Andrea Paggel luckt zwischen einem Fahrrad hervor. Sie trägt eine Maske.

Mit Hilfe des Crowdfunding-Projekts und dem #femalefutureathletes-Fördertopf wollt ihr nun ein größeres Angebot schaffen. Wie habt ihr vom Fördertopf gehört?

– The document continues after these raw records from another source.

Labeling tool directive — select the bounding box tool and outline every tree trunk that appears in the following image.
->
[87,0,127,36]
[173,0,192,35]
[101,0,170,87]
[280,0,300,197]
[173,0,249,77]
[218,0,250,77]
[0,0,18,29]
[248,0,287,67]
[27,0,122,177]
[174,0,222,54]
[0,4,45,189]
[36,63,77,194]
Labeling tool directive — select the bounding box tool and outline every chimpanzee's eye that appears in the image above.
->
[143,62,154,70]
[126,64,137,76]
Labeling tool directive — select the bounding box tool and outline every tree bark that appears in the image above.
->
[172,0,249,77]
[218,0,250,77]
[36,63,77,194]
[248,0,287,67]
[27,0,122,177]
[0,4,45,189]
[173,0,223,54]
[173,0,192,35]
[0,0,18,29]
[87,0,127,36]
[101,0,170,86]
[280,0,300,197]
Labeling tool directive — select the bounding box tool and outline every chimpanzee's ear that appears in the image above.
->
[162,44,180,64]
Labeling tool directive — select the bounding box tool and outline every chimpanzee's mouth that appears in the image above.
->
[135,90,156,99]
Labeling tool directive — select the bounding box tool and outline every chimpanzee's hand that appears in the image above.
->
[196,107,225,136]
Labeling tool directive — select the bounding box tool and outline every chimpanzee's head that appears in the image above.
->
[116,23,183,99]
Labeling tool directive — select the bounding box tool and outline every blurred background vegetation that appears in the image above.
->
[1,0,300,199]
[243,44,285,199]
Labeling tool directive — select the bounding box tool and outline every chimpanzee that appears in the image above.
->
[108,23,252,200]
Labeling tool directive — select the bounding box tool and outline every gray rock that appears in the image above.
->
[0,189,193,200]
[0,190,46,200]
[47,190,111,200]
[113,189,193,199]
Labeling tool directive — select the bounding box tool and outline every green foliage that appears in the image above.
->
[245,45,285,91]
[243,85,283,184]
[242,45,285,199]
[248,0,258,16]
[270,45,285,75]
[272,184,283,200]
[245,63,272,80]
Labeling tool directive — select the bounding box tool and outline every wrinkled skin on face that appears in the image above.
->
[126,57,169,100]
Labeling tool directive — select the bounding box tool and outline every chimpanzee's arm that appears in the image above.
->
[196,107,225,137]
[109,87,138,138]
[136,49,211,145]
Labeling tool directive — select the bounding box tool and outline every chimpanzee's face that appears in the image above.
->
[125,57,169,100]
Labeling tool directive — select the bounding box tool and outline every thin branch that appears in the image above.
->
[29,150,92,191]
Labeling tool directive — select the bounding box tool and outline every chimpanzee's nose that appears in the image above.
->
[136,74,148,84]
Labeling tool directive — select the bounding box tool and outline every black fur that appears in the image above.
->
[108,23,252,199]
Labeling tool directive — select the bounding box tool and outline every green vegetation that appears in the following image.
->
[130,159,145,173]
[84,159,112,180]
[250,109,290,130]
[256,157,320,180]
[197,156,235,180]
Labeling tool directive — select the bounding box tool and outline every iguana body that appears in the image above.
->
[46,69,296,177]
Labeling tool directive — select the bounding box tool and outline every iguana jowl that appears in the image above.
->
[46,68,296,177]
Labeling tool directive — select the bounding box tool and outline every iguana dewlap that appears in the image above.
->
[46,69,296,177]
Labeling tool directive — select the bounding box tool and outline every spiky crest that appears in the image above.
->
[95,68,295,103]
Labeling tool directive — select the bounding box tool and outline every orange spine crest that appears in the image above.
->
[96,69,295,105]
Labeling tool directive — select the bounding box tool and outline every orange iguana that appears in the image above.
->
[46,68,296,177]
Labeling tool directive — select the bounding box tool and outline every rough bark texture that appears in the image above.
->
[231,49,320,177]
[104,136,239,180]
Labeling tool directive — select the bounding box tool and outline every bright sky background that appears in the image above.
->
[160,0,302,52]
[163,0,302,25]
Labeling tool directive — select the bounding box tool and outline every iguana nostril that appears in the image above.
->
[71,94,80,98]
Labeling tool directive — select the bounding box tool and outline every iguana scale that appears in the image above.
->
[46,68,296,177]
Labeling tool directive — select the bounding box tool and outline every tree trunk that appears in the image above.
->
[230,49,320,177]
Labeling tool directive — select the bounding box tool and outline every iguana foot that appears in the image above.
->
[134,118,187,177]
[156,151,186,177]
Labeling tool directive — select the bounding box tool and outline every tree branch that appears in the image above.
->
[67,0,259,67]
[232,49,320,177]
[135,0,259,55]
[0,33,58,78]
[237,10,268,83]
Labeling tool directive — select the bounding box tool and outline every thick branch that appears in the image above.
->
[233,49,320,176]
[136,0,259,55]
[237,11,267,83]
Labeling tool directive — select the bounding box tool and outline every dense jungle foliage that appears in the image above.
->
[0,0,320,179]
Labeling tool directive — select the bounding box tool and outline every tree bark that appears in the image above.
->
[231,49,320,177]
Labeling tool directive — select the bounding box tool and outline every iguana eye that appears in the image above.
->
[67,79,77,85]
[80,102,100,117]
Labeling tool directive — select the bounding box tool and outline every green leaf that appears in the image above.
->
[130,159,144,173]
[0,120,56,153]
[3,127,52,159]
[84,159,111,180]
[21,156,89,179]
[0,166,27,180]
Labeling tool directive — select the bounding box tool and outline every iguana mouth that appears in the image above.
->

Tobias Bachsteffel, unser 1. Vorsitzender und Bundestrainer für Paracycling, hat von Equaletics und dem Fördertopf gehört und wir freuen uns, dass wir unterstützt werden. Unser Vereinsziel ist es, Nachwuchstraining in alle Sparten des Bahnradsports anzubieten, für Leistungssport ebenso wie für Paracycling – und dies geht nur mit Fördergeldern, da wir von Jugendlichen keine hohen Trainings-/Teilnahmegebühren erwarten können und diverse Sportgeräte (Single-Bahnräder zum Verleihen, Tandem-Bahnräder für Paracylcing etc.) benötigen. Durch die Vorbereitung des Projekts wurde mir auch nochmal so richtig bewusst, dass der Derny-Bahnradsport aktuell deutschlandweit noch nicht gleichberechtigt angeboten wird.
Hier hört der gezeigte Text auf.